Sebagai salah satu komoditas strategis nasional, sektor perkebunan kelapa sawit kerap mendapatkan tudingan dan isu negatif baik dari Amerika Serikat maupun Uni Eropa. Bahkan kabar terbaru datang dari Barzil, yang diperkirakan negeri Samba itu bakal pula menerapkan tarif impor minyak sawit sebesar 14%. Kendala perdagangan itu pada akhirnya berdampak pada performa industri kelapa sawit nasional. Terlebih harga minyak sawit masih loyo hingga saat ini.
Berdasarkan pandangan Direktur Utama Badan Pengelola Dana Perkebunan Kelapa Sawit (BPDPKS), Dono Boestami, penurunan harga minyak sawit sejatinya telah dimulai semenjak 2012 lalu, namun BPDPKS baru berdiri di Juni 2015.
Lebih lanjut tutur Dono, keberadaan BPDPKS awalnya diharapkan bisa mendongkrak harga minyak sawit ke harga sebelumnya lewat beberapa instrumen, namun harga minyak sawit faktanya terus berfluktuatif. “Untuk harga saat ini kami menggunakan standar US$ 570/ton, namun demikian sebenaranya harga minyak sawit stabil diangka berapa?” katanya dalam acara Stakehoder Gathering BPDPKS yang dihadiri InfoSAWIT, Selasa (21/5/2019) di Jakarta.

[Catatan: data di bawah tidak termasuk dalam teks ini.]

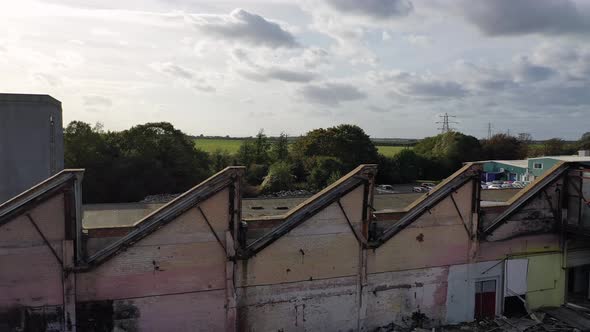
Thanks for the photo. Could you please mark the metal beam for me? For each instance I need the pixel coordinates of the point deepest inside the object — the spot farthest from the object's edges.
(526, 197)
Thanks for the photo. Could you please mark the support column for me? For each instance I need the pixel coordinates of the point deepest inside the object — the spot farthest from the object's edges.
(69, 285)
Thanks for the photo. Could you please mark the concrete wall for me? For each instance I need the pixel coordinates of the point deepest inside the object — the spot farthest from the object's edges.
(307, 279)
(172, 279)
(318, 276)
(31, 291)
(31, 141)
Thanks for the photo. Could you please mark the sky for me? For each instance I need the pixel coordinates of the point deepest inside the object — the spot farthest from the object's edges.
(234, 67)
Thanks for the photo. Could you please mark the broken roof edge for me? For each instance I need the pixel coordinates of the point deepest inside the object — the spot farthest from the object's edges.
(524, 195)
(359, 170)
(168, 212)
(310, 207)
(419, 200)
(38, 192)
(427, 201)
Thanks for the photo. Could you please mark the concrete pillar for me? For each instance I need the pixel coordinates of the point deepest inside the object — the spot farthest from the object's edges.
(31, 141)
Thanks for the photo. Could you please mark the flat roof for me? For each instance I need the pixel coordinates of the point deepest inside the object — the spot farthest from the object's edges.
(564, 158)
(516, 163)
(28, 98)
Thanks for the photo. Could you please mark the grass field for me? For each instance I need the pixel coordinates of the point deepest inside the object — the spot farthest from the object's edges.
(390, 151)
(212, 144)
(232, 146)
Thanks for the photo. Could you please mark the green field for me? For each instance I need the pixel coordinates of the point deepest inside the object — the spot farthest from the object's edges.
(213, 144)
(390, 151)
(232, 146)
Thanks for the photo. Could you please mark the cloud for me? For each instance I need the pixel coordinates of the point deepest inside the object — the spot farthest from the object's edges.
(189, 77)
(245, 27)
(47, 79)
(378, 109)
(528, 72)
(294, 71)
(420, 40)
(97, 101)
(418, 86)
(377, 9)
(520, 17)
(331, 94)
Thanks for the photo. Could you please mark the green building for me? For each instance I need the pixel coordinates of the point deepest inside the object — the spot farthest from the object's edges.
(506, 170)
(526, 170)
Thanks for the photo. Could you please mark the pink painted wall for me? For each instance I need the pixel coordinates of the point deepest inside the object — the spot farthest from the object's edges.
(436, 239)
(29, 273)
(175, 276)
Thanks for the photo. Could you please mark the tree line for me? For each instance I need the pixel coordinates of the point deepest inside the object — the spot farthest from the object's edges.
(156, 158)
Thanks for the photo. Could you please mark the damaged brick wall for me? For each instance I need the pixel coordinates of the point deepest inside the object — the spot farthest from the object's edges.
(308, 278)
(174, 277)
(31, 293)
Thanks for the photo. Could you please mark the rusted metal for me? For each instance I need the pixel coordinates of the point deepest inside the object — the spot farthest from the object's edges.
(37, 195)
(425, 206)
(211, 228)
(167, 213)
(359, 237)
(526, 197)
(348, 183)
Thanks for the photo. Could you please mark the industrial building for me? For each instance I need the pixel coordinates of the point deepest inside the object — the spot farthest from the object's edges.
(31, 141)
(331, 263)
(528, 169)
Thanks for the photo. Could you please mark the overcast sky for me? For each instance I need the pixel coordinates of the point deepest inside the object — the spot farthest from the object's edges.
(233, 67)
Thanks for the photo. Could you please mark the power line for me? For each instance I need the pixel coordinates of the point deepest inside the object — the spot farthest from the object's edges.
(445, 123)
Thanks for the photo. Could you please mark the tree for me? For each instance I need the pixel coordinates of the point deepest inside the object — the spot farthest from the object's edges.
(347, 143)
(449, 150)
(279, 177)
(322, 170)
(503, 147)
(554, 147)
(220, 159)
(254, 151)
(153, 158)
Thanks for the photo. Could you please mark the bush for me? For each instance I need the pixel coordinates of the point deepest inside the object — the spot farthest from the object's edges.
(321, 170)
(279, 178)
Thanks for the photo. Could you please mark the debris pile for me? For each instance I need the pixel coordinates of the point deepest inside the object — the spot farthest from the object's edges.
(547, 320)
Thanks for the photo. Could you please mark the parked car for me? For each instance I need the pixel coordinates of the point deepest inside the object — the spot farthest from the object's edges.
(420, 189)
(385, 189)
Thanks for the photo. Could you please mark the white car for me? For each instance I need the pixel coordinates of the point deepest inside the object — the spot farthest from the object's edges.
(420, 189)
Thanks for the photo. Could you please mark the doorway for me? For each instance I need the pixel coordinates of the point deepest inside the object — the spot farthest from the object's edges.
(485, 299)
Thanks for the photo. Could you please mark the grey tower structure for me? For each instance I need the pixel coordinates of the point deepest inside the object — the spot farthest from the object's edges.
(31, 141)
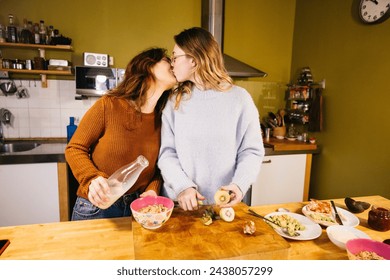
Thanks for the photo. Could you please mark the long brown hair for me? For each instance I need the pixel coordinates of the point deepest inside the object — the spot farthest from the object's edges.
(138, 78)
(201, 45)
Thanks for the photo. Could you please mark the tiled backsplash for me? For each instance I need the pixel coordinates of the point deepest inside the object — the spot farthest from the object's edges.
(45, 113)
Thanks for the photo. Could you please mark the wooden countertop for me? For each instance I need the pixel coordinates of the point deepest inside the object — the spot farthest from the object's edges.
(106, 239)
(287, 145)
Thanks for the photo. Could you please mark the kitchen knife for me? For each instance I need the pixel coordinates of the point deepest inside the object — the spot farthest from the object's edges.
(338, 219)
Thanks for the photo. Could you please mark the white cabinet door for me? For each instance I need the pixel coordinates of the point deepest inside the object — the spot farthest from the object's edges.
(280, 180)
(29, 194)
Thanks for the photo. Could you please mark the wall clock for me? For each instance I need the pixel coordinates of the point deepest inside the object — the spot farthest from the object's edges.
(374, 11)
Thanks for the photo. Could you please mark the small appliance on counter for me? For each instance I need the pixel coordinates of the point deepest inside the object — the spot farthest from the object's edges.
(95, 81)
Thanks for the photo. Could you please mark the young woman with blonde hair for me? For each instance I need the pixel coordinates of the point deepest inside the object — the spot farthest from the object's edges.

Lebih lanjut tutur Dono, kesulitan pihaknya untuk menetapkan batas normal harga minyak sawit ditengarai akibat data luasan dan produksi kelapa sawit Indonesia masih beragam dan tidak ada data yang selaras diantara Kementerian dan lembaga.
Kondisi demikian membuat proyeksi luas lahan dan produksi menjadi tidak sesuai, celakanya bila data yang diambil salah, dikhawatirkan Dono, pemerintah justru akan mengambil kebijakan yang kurang tepat. Sebab itu pihak BPDPKS tidak menghendaki informasi data yang kurang sesuai.
Maka itu kata Dono, pihaknya akan bekerjasama dengan Badan Pusat Statistik (BPS) untuk memperbaiki data kelapa sawit Indonesia. ”Target dari kerjasma ini supaya bisa mendata perkebunan kelapa sawit dengan tepat,” katanya.
Apalagi sampai saat ini data luasan dan produksi kelapa sawit belum ada yang sama sesuai lapangan. Kendati demikian pihak BPDPKS juga akan mensinergikan pendataan ini dengan Kementerian lain, misalnya saat ini sudah ada juga inisiatif pendataan perkebunan yang sedang dilakukan Kementerian Pertanian bekerjasama dengan Badan Informasi Geospastial (BIG) dan lembaga lainnya. “Data yang ada nanti akan diselaraskan,” tandas Dono.